The matter of honor was brought up by ABC's Peter Jennings, on the February 2 World News Tonight, who said the President had "called on Republicans to reach an honorable compromise with him and balance the federal budget in the next five years." Correspondent John Donvan reported that "in fact, the President's plan would balance the budget, but not until the year 2002, if his calculations are correct."
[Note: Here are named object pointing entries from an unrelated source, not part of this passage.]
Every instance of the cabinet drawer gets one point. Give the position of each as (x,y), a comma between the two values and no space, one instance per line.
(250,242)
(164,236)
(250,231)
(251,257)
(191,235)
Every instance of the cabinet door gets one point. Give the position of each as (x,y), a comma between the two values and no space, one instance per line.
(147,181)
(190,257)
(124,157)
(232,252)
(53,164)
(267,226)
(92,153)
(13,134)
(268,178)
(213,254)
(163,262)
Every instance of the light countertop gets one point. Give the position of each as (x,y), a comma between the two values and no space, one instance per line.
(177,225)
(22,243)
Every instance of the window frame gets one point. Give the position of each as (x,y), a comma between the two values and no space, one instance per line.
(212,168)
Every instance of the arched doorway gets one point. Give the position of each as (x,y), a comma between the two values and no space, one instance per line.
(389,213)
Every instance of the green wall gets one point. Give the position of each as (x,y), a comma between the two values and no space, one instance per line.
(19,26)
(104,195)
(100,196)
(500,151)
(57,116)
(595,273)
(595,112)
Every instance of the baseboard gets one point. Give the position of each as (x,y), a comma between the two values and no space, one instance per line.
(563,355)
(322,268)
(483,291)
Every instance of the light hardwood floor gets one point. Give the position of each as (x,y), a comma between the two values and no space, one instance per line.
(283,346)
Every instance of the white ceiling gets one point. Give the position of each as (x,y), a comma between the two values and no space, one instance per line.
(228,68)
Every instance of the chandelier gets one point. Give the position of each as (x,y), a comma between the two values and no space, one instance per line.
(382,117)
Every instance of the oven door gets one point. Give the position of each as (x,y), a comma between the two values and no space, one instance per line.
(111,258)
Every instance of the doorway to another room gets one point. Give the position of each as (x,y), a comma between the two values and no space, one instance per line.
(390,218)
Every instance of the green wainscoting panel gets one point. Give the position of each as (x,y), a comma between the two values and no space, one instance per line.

ABC's Robert Krulwich then reported on proposed cuts in discretionary spending: "The dirty little secret here is they don't have to decide which programs to cut this year. They can do that next year or the year after."

But is that Washington's only dirty little budgetary secret? Not according to economists. "Without entitlement reform," says Patrick Fleenor of the Tax Foundation, "the deficit will rapidly rise to levels that could threaten the economic well-being of Americans during the early part of the next century." Fleenor points out that the baby boom generation will begin retiring late in the next decade and become eligible for Social Security and Medicare. "Even under the most optimistic assumptions," Fleenor observes, "if the federal government attempted to meet these demands it would have to raise taxes to unprecedented levels or go deeply into debt. In either case the economy would likely falter and the economic well-being of Americans could be forever jeopardized."

President Clinton's budget doesn't deal with this impending crisis, Fleenor argues, but reporters aren't interested in any budget problem beyond the year 2002.